LLMs can Compress LLMs: Adaptive Pruning by Agents
Sai Varun Kodathala, Rakesh Vunnam
TL;DR
The paper tackles the problem of pruning large language models without retraining, addressing the knowledge degradation seen with existing structured pruning. It introduces an adaptive pruning framework in which a foundation model acts as an autonomous pruning agent, guided by layer-wise sensitivity profiling that combines Wanda-like metrics with gradient importance, all normalized via z-scores. A self-reflection loop and a checkpoint rollback mechanism enable the agent to learn from pruning outcomes and avoid detrimental degradation, achieving substantial gains over structured baselines on Qwen3 models (~45-50% sparsity). The approach demonstrates strong improvements in MMLU accuracy and factual knowledge retention (e.g., FreebaseQA) while keeping perplexity degradation low, suggesting that foundation models can effectively guide the compression of other foundation models without retraining and with robust self-correction.
Abstract
As Large Language Models (LLMs) continue to scale, post-training pruning has emerged as a promising approach to reduce computational costs while preserving performance.

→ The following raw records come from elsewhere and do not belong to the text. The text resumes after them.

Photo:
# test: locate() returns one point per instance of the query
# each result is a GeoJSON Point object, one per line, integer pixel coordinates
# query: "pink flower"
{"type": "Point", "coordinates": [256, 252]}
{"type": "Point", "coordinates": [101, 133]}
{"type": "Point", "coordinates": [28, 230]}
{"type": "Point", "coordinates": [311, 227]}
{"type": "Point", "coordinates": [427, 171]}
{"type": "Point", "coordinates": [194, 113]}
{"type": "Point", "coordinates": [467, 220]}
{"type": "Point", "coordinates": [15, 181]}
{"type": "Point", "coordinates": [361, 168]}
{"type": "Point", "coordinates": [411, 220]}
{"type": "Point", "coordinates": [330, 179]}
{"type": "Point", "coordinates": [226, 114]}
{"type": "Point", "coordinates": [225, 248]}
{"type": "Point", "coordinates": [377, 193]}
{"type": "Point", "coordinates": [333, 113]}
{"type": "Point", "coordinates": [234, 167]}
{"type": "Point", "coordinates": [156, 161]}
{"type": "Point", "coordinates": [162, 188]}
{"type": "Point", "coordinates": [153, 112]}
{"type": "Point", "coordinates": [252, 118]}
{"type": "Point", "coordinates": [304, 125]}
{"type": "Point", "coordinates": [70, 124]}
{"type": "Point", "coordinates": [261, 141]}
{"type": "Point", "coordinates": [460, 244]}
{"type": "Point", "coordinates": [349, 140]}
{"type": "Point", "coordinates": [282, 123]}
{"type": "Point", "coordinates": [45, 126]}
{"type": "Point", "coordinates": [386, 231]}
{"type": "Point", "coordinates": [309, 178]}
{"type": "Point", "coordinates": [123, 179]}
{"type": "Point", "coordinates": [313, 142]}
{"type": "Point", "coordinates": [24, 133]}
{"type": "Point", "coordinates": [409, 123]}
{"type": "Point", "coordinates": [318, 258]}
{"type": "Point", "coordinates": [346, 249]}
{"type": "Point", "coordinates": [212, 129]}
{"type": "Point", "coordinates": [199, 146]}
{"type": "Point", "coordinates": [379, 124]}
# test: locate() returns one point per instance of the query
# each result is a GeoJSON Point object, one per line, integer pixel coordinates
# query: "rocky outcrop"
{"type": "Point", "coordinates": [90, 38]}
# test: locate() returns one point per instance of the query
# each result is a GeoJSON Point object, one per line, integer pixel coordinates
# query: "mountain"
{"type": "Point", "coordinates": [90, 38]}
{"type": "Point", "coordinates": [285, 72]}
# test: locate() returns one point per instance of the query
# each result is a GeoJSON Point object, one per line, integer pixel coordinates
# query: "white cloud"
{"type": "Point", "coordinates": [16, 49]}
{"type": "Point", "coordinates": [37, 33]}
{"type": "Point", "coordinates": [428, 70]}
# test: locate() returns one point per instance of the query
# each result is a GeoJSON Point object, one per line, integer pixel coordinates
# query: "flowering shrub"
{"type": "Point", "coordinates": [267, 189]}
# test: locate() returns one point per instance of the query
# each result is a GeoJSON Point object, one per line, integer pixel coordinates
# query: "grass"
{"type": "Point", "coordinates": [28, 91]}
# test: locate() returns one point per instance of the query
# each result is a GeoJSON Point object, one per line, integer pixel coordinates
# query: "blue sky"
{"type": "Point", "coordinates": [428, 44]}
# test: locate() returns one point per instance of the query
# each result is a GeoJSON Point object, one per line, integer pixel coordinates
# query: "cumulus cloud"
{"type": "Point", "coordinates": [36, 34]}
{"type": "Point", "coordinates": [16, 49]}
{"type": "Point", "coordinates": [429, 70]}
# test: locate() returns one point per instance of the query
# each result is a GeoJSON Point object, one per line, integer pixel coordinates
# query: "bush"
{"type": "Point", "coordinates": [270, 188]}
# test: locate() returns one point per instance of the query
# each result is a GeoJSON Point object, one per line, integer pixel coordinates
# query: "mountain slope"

Existing methods such as SparseGPT and Wanda achieve high sparsity through layer-wise weight reconstruction or activation-aware magnitude pruning, but rely on uniform or hand-crafted heuristics to determine per-layer sparsity ratios. Moreover, recent work has shown that pruned LLMs suffer from severe factual knowledge degradation, with structured pruning methods experiencing near-total collapse in factual question-answering capabilities. We introduce agent-guided pruning, where a foundation model acts as an adaptive pruning agent to intelligently select which layers to prune at each iteration while preserving critical knowledge pathways. Our method constructs layer-wise sensitivity profiles by combining Wanda-inspired weight-activation metrics with gradient importance scores, normalized as z-scores for model-agnostic comparison. These statistics are processed by an LLM agent equipped with self-reflection capabilities, enabling it to learn from previous pruning outcomes and iteratively refine its strategy. A checkpoint rollback mechanism maintains model quality by reverting when perplexity degradation exceeds a threshold. We evaluate our approach on Qwen3 models (4B and 8B parameters) at approximately 45% sparsity, demonstrating substantial improvements over structured pruning baselines: 56% relative improvement in MMLU accuracy, 19x better factual knowledge retention on FreebaseQA, and 69% lower perplexity degradation. Notably, our framework requires no retraining, operates in a model-agnostic manner, and exhibits effective self-correction with only 2-4 rollbacks across 21-40 iterations, demonstrating that foundation models can effectively guide the compression of other foundation models.